Des pistes de solutions controversée?

Gaël Pressoir, généticien, évoque les limites des méthodes traditionnelles face au fléau du Greening. Pour lui, la biotechnique est peut-être l’une des seules méthodes capable d’éradiquer la bactérie du Dragon jaune en Haïti. Il est possibe que le croisement par la méthode traditionnelle permette de retrouver une espèce résistante, mais pour lui, les résultats de ces croisements sont peu probables.
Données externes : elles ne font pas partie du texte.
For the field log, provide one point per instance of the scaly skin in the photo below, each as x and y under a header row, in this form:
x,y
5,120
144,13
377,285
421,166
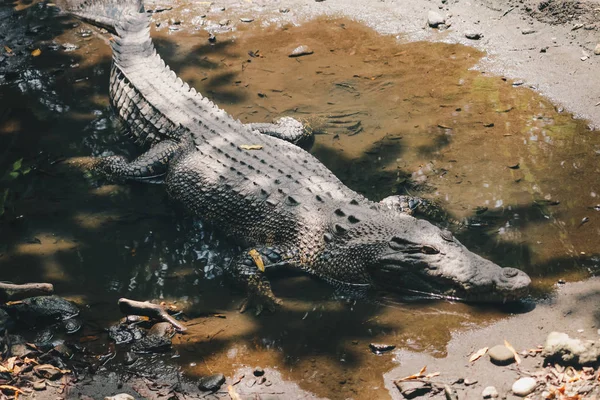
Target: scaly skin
x,y
278,201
Et, en plus il y a aussi des risques d’obtenir de nouvelles variétés non-comestibles.

Le généticien, Gaël Pressoir

Selon Gaël Pressoir, on pourrait adopter une méthode biotechnique à travers des Organismes Génétiquement Modifiés (OGM). Le professeur vote pour la deuxième solution, mais il admet que le sujet est encore tabou en Haïti. Les résultats de la méthode génèreront absolument d’autres variétés de citrus auxquelles les consommateurs pourront s’habituer.

Gaël Pressoir craint une réticence des décideurs à appliquer la solution des OGM sous prétexte de vouloir conserver nos variétés d’agrumes atypiques et auxquelles la population haïtienne est habituée. « De toute façon, il nous faudra choisir car nos espèces ne pourront pas résister au Greening, et nos variétés disparaitront surement » affirme M. Pressoir. Cependant, le généticien rappelle les conséquences économiques que peuvent avoir notre inaction : « Le café qui rapportait au moins 100 millions de dollars à l’économie a disparu à cause de notre refus d’adopter les méthodes disponibles pour combattre la maladie qui s’est abattue sur les plantations ».

Il faut noter que le débat sur la solution OGM est aussi de mise dans d’autres pays qui affronte le Greening. En Floride, les vergers refusent toute solution biotechnique à cause des possibles conséquences des OGM sur la vie des consommateurs, a rapporté le Miami Herald. Les produits OGM subissent aussi un déficit de confiance de la part des consommateurs qui provoque automatiquement un un effet négatif sur leur prix.

 

Haïti importe déjà une grande partie de sa consommation de citrus de la République Dominicaine qui est également affectée par le Greening. Nos voisins ont limité la progression de la bactérie avec une stratégie de confinement selon l’Agronome Lucson Innocent.  Une disparition des agrumes devrait changer également les habitudes culinaires haïtiennes. Les agrumes sont très utilisés dans l’assaisonnement et dans notre alimentation en général. Si les autorités n’investissent pas, comme tant d’autres pays voisins, dans la recherche scientifique Haïti risque de perdre ses agrumes.